We live in the age of progressive co-option of radical politics. Occupy Wall Street, whatever else one might say about it, was initially a space for anti-authoritarians to emulate protests around the world: The Day of Rage, Tunisia, Egypt’s Tahrir Square. It became more of a networking and platform space for liberals like Michael Moore as time went on, but despite that, it still arguably influenced the public dialogue.

“The Purge: Anarchy” is the latest in a fairly new line of movies aimed at chastising liberals who marched and participated in Occupy alongside anarchists.
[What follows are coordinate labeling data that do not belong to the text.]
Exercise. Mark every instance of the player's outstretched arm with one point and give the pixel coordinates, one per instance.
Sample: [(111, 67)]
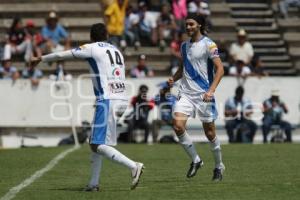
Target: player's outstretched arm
[(63, 55), (208, 96)]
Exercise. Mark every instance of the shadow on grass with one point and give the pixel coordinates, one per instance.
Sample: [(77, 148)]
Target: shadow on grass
[(81, 189)]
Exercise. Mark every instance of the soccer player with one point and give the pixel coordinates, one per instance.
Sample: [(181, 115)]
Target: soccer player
[(196, 92), (108, 75)]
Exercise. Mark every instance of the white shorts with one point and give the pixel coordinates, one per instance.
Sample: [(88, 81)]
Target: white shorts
[(104, 127), (192, 106)]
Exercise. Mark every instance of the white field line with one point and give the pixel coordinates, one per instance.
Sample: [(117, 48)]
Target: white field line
[(15, 190)]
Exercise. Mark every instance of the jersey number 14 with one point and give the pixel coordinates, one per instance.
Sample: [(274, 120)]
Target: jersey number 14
[(118, 60)]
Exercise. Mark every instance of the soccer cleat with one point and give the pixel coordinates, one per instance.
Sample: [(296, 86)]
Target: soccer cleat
[(136, 174), (218, 173), (91, 188), (194, 168)]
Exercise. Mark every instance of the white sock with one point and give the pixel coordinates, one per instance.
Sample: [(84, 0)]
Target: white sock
[(216, 149), (189, 147), (96, 163), (114, 155)]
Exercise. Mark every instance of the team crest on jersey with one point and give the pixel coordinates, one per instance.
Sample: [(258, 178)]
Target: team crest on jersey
[(212, 46), (116, 72)]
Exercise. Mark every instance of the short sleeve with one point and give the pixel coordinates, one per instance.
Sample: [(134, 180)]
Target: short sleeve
[(84, 51), (212, 50)]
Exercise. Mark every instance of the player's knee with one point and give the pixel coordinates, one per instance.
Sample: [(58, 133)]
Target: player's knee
[(216, 148), (178, 128), (94, 147)]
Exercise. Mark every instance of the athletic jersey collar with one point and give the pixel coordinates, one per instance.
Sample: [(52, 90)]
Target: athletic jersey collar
[(201, 38)]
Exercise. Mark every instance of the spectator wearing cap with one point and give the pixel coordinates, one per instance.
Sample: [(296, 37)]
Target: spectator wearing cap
[(242, 49), (139, 117), (17, 42), (141, 69), (240, 71), (56, 36), (148, 24), (179, 9), (166, 25), (7, 71), (114, 16), (165, 101), (273, 110)]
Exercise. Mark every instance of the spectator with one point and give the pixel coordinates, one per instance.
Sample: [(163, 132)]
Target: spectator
[(241, 71), (242, 49), (238, 110), (60, 74), (179, 9), (148, 24), (36, 38), (257, 67), (17, 42), (176, 59), (141, 70), (115, 19), (224, 55), (33, 74), (165, 102), (7, 71), (285, 4), (139, 118), (56, 37), (273, 109), (166, 25), (132, 28)]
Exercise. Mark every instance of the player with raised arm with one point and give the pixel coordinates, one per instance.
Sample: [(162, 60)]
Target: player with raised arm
[(196, 92), (108, 76)]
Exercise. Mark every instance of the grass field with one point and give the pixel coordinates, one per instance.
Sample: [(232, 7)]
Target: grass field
[(252, 172)]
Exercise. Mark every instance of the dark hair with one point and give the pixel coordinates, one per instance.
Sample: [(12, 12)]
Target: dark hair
[(98, 32), (16, 20), (239, 90), (143, 87), (200, 19)]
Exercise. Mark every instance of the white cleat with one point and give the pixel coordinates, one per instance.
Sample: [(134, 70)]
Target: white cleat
[(136, 174)]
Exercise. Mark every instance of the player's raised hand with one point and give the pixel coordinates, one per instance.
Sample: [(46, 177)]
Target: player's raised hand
[(170, 81), (208, 96), (35, 61)]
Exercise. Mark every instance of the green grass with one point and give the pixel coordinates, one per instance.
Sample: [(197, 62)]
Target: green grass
[(252, 172)]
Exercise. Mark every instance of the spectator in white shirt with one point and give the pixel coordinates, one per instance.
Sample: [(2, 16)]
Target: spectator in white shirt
[(242, 49)]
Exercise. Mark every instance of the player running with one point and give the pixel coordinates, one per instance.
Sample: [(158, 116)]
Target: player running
[(108, 76), (196, 92)]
It’s meant to reinforce the cultural narrative that anarchism is synonymous with chaos, and that those who dare call themselves anarchists want to assassinate people and throw bombs at mailboxes.

The movie will ignore entirely the reams of data sociologists have collected over the years, not to mention the example set by Occupy, suggesting that a stateless society, or even just a stateless pocket within society, will not devolve into chaos. A recent study performed by  Auckland University of Technology and Otago University in New Zealand discovered that when playground rules were abolished and children left essentially unsupervised during lunch and recess, chaos did not ensue. Surely grown adults can be trusted to behave as well as young children in a situation of statelessness?

This ignorance is deliberate. The message: The state’s existence is not only necessary for certain functions, it’s vital for your survival. Does it matter that what “The Purge” depicts bears no resemblance to anarchism? No. All that matters is that moviegoers are scared enough for two hours into believing it.